2. Host networking in Docker is powerful but surprising. network_mode: host means the container shares the host's network stack — iptables rules apply to the actual server, not a virtual bridge. This is exactly what you want for blocking IPs, but it also means port conflicts are your problem.

3. Hardcoded thresholds are the enemy. "Block after 100 requests per minute" sounds reasonable until your app legitimately serves 200 req/s during peak hours. A rolling baseline that adapts to actual traffic means your thresholds stay meaningful whether you're serving 2 req/s at 3 AM or 50 req/s at noon.

4. Tiered responses prevent self-inflicted outages. The first time I tested with aggressive thresholds, my own monitoring IP got permanently banned. Escalating tiers (10m → 30m → 2h → permanent) give false positives a way to recover while still catching persistent abuse.

5. Audit everything. When something goes wrong — a legitimate user gets blocked, or an attack slips through — the audit log tells you exactly what the baseline was, what the detector saw, and why it made the decision it did. Without that, you're guessing.

Running It Yourself

git clone https://github.com/Trojanhorse7/hng-anomaly-detector
cd hng-anomaly-detector
cp .env.example .env
# Set SLACK_WEBHOOK_URL in .env
docker compose build && docker compose up -d

Nextcloud at http://<VPS_IP>/, dashboard at http://<VPS_IP>:8080/.

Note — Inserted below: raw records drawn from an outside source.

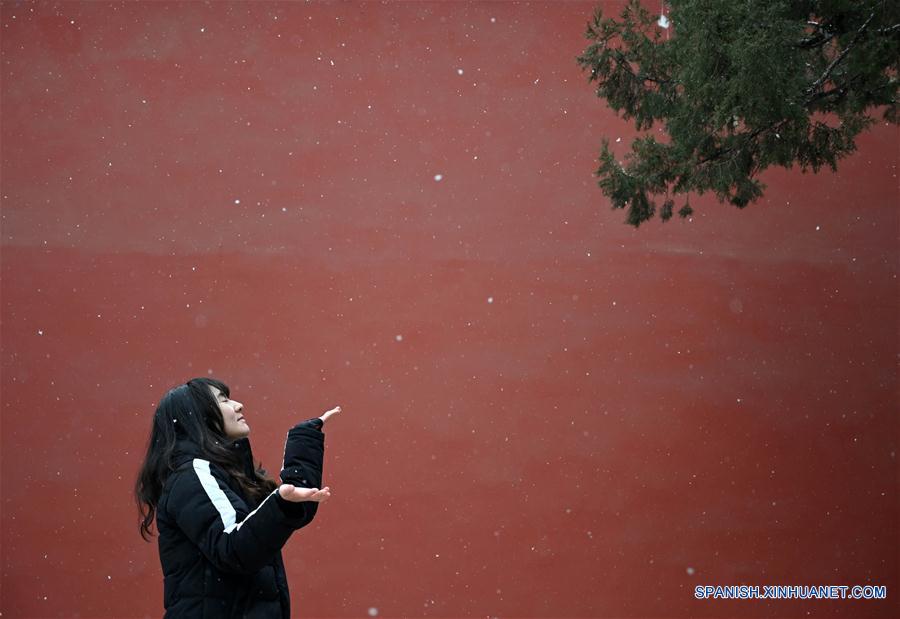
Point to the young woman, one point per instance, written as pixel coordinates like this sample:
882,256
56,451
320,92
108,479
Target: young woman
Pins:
221,520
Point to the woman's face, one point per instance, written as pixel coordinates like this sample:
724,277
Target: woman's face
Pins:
235,425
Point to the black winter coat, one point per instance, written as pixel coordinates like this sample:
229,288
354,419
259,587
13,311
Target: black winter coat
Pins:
220,553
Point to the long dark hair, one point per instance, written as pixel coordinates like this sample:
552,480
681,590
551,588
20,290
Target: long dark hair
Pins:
190,412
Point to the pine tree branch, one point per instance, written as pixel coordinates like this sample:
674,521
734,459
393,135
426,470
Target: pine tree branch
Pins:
810,92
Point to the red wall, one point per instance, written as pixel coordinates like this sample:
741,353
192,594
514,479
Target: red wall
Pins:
547,412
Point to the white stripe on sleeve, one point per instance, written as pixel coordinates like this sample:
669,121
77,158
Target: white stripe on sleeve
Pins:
215,494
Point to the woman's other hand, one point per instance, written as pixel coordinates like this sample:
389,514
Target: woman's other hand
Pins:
295,494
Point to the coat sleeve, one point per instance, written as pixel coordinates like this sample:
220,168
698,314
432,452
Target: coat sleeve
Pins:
304,450
202,504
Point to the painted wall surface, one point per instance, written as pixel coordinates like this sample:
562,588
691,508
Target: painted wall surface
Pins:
392,207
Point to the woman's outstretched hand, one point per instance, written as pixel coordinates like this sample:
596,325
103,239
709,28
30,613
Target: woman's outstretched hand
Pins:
330,413
295,494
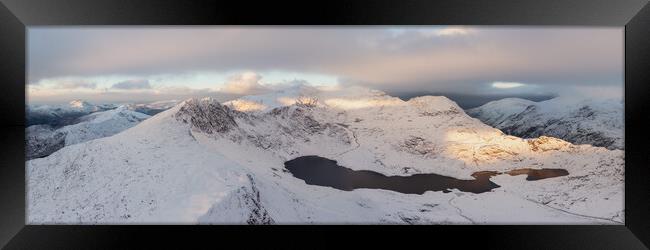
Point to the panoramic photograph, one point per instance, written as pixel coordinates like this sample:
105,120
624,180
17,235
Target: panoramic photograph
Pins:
324,125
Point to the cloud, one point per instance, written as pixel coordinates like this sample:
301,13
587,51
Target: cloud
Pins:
507,85
247,83
132,84
454,31
408,60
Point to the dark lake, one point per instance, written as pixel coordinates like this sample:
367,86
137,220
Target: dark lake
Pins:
316,170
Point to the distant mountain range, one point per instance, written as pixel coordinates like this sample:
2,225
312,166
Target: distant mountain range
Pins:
204,162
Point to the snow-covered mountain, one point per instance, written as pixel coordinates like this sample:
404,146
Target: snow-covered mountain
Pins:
153,107
580,121
42,140
61,115
204,162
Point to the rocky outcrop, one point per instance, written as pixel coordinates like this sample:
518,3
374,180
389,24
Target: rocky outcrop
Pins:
206,115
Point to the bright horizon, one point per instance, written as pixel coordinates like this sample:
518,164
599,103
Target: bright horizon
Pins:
143,64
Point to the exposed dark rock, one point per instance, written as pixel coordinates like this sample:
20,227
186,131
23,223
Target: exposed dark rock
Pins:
207,115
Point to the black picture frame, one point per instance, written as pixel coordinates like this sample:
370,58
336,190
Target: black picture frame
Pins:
17,15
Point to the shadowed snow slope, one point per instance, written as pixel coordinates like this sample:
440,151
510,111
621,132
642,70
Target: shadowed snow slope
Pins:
594,122
42,140
61,115
208,163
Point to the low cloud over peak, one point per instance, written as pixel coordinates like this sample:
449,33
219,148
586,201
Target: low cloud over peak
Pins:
132,84
443,59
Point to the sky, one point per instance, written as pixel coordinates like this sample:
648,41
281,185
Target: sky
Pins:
102,64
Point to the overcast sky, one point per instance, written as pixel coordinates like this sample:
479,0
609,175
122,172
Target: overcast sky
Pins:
122,64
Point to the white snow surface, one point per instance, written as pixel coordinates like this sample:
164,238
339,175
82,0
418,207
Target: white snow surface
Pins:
597,122
90,127
203,162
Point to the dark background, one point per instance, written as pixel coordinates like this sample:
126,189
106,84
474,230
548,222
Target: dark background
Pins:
15,14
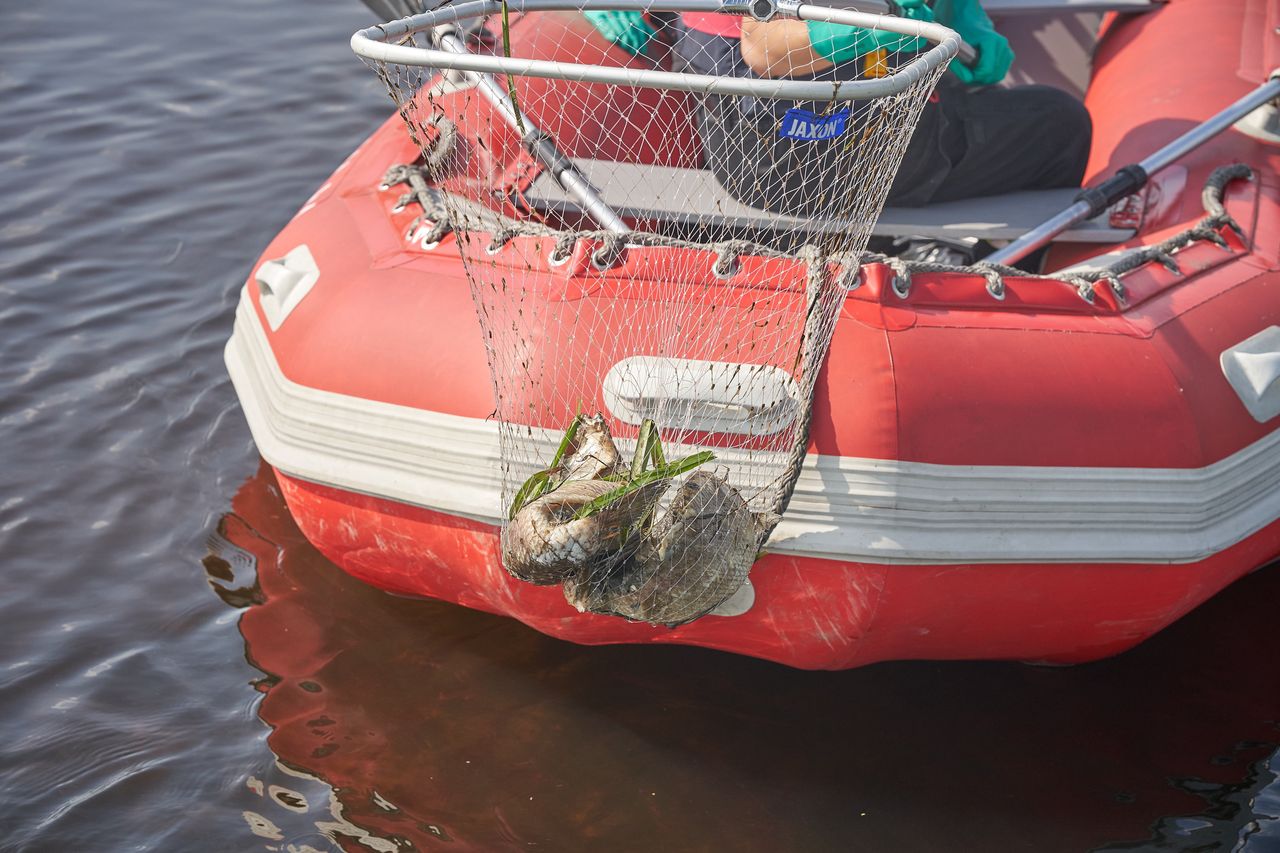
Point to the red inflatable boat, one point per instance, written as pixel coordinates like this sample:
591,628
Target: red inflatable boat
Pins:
1042,468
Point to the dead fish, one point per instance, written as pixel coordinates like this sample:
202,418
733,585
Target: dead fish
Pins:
696,556
544,543
592,454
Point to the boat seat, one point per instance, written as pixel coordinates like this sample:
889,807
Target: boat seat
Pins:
694,197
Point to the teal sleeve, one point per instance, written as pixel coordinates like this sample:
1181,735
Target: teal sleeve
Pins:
995,55
627,30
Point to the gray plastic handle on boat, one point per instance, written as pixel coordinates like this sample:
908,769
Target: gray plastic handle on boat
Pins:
1134,177
379,44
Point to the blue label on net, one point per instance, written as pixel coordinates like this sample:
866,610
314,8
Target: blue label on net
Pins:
804,124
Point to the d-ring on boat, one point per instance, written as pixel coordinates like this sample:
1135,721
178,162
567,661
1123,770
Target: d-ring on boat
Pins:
973,461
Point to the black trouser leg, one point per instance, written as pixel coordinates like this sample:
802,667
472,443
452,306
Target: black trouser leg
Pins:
1028,137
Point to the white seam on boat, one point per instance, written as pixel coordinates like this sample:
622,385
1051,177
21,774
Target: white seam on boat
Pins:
864,510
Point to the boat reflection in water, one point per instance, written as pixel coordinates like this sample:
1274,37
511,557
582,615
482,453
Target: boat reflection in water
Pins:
432,723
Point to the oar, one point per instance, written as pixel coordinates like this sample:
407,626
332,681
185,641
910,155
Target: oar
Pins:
1133,177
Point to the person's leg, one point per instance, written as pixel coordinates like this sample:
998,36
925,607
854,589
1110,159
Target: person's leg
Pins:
1029,137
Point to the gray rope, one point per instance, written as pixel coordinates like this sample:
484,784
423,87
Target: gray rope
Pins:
1206,229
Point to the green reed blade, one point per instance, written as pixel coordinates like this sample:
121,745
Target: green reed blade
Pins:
511,81
652,475
570,434
534,488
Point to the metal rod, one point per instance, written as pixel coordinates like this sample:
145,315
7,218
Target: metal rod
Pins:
378,44
540,145
1043,233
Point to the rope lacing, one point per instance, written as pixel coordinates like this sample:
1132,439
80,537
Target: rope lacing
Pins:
437,210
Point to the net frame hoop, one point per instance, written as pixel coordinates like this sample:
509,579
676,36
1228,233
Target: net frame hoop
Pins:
376,44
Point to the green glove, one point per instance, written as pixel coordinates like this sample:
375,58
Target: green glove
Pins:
840,42
627,30
995,55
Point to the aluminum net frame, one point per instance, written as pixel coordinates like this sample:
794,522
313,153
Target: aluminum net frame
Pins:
653,381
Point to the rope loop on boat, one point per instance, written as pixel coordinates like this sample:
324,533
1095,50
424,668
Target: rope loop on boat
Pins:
1207,229
727,252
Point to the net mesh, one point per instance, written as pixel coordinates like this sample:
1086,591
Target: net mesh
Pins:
653,379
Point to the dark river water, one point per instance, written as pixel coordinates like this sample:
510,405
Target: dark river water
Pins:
179,670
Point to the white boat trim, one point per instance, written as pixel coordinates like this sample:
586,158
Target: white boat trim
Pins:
860,510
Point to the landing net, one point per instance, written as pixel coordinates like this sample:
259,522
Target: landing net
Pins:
657,260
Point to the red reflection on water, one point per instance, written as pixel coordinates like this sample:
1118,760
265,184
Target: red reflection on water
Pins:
471,728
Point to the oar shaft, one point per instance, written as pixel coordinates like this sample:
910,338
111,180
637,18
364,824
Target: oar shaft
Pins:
540,145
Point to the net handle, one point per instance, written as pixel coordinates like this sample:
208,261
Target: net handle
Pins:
378,44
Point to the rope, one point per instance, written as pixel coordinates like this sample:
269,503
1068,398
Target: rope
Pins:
821,299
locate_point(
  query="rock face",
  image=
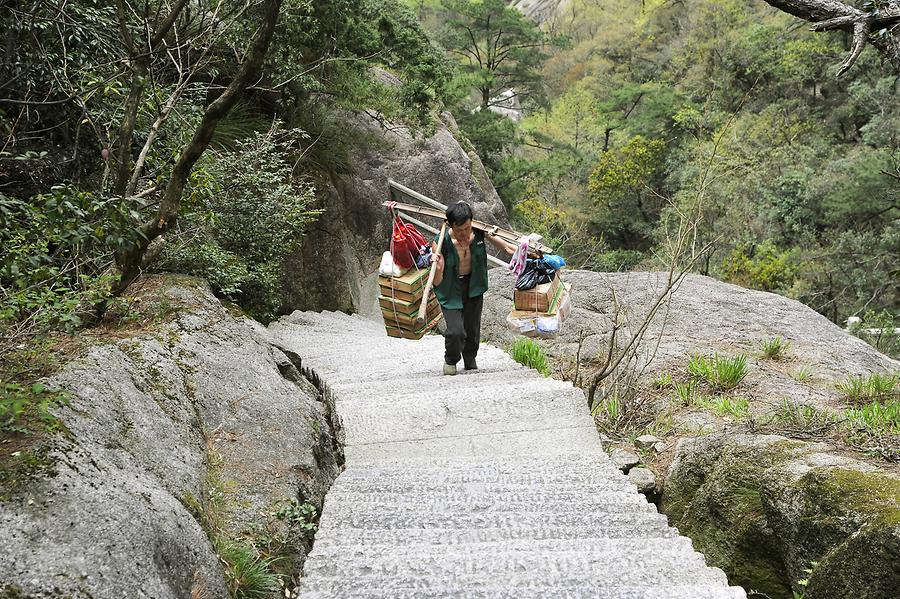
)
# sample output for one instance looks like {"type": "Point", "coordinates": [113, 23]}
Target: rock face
{"type": "Point", "coordinates": [202, 418]}
{"type": "Point", "coordinates": [764, 509]}
{"type": "Point", "coordinates": [705, 316]}
{"type": "Point", "coordinates": [337, 266]}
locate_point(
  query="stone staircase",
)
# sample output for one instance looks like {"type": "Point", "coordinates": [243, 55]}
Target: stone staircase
{"type": "Point", "coordinates": [487, 484]}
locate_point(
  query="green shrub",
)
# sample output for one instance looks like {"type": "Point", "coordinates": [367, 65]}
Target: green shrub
{"type": "Point", "coordinates": [247, 212]}
{"type": "Point", "coordinates": [775, 348]}
{"type": "Point", "coordinates": [663, 381]}
{"type": "Point", "coordinates": [879, 329]}
{"type": "Point", "coordinates": [725, 405]}
{"type": "Point", "coordinates": [762, 266]}
{"type": "Point", "coordinates": [26, 407]}
{"type": "Point", "coordinates": [247, 574]}
{"type": "Point", "coordinates": [56, 249]}
{"type": "Point", "coordinates": [721, 373]}
{"type": "Point", "coordinates": [299, 515]}
{"type": "Point", "coordinates": [685, 392]}
{"type": "Point", "coordinates": [875, 387]}
{"type": "Point", "coordinates": [876, 417]}
{"type": "Point", "coordinates": [528, 353]}
{"type": "Point", "coordinates": [804, 375]}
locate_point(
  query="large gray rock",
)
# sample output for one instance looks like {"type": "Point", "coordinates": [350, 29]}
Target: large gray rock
{"type": "Point", "coordinates": [336, 268]}
{"type": "Point", "coordinates": [157, 423]}
{"type": "Point", "coordinates": [766, 509]}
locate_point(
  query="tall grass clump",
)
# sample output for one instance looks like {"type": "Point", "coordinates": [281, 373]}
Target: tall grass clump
{"type": "Point", "coordinates": [876, 417]}
{"type": "Point", "coordinates": [866, 389]}
{"type": "Point", "coordinates": [248, 574]}
{"type": "Point", "coordinates": [528, 353]}
{"type": "Point", "coordinates": [720, 372]}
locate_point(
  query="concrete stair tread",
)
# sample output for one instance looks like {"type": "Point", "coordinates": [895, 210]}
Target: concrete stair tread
{"type": "Point", "coordinates": [529, 592]}
{"type": "Point", "coordinates": [513, 547]}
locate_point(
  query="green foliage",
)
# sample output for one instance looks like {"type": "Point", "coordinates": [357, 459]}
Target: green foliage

Thresholds, window sizes, and ban durations are all in detector/config.yaml — no code changes needed to tune the system.

What I'd Improve

Per-IP baselines — currently all IPs are compared against the global baseline. High-traffic legitimate IPs (like a CDN edge) could benefit from their own rolling stats.
HTTPS on the dashboard — right now it's plain HTTP on 8080. A reverse proxy with TLS would be better for production.
Prometheus/Grafana — the audit log works, but a proper time-series database would make baseline visualization trivial.
IPv6 — the current implementation only handles IPv4 in iptables rules.

Built for the HNG DevOps track. The full source is at github.com/Trojanhorse7/hng-anomaly-detector.